I’m relying on that simple, but kindly act, to compensate for the sacrilege I have perpetrated in my yard. I had made the conscious decision that there was no choice but to leave plastic illuminated-on-the-inside Joseph, Mary and infant Jesus-atop-a-milk-crate, along with their wooden illuminated-by-a-spotlight clones on the other side of the driveway, out in the snow. Not a matter of procrastination, you understand, but one of pragmatism. However, I did venture out to unplug them at the outlet, lest the neighbors saw them shivering out there and called the Archbishop. As cold as it is forecasted to be, they may be out there until the Easter Bunny shows up with snow shoes and a shovel. 


‘Oh, mea culpa, mea culpa, mea maxima culpa!’      

Friday, January 3, 2014

What kind of New Year did you say?

The question is - "Who wished Swansea Jack a 'Crappy New Year', instead of a 'Happy New Year'?"

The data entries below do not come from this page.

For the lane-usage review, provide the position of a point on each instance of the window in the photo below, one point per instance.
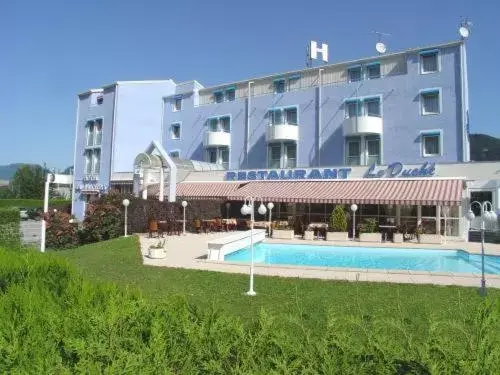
(98, 132)
(353, 108)
(175, 131)
(219, 96)
(373, 151)
(230, 95)
(291, 155)
(274, 155)
(354, 74)
(372, 107)
(225, 124)
(217, 155)
(218, 124)
(429, 62)
(90, 133)
(279, 86)
(97, 161)
(275, 117)
(88, 162)
(373, 71)
(431, 144)
(291, 116)
(430, 103)
(177, 104)
(480, 196)
(213, 124)
(353, 152)
(293, 83)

Act 1, Scene 1:  Swansea Jack's family room - New Year's Eve, 2013:

Number 1 son (with wife and four kids) went out to number 4 son's house to watch the latter's three kids while he (number 4 son and wife) went out to celebrate. That left 'Mr and Mrs Jack' alone at home - though they had no Mcauley Culkin misgivings about the isolation. OK with the 'dramatis peronnae' listing so far? Good. Number 3 son had already suffered from the travelling 'stomach bug' several days earlier, and number 1 daughter, her husband and twin baby boys had just got the 'bug'. No word on the status of number 2 son's or number 2 daughter's health.

He, Swansea Jack, phoned number 1 son at 10:15 pm to announce that the 'Senior Jacks' would not be waiting up for the return of their guests after the midnight revelries had concluded. The old folk witnessed young folk in South Beach, Florida making complete asses of themselves on national TV - and looked on at idiots in Times Square, New York who had been waiting for as many as 14 hours to witness a tick on a clock. Those folk had been there, without the ability to bring in, or acquire once there, any food supplies and had no access to bathroom facilities. Mrs Jack suggested that they must have been wearing diapers - ugh! Swansea Jack readily admitted that the elaborately illuminated and decorated glass orb perched on top of the pole was quite a technological marvel as it cycled though hundreds of changing colors and patterns awaiting the final minute of the year - when it would begin its slow descent down the pole. People cheered and danced and looked skyward as fireworks rained down on the city. "Right", said Swansea Jack, "off to bed, eh?"  Too tired to stay up and watch TV coverage of what was likely to be a very impressive fireworks display over the St Louis Arch downtown, the old codgers climbed the wooden hill.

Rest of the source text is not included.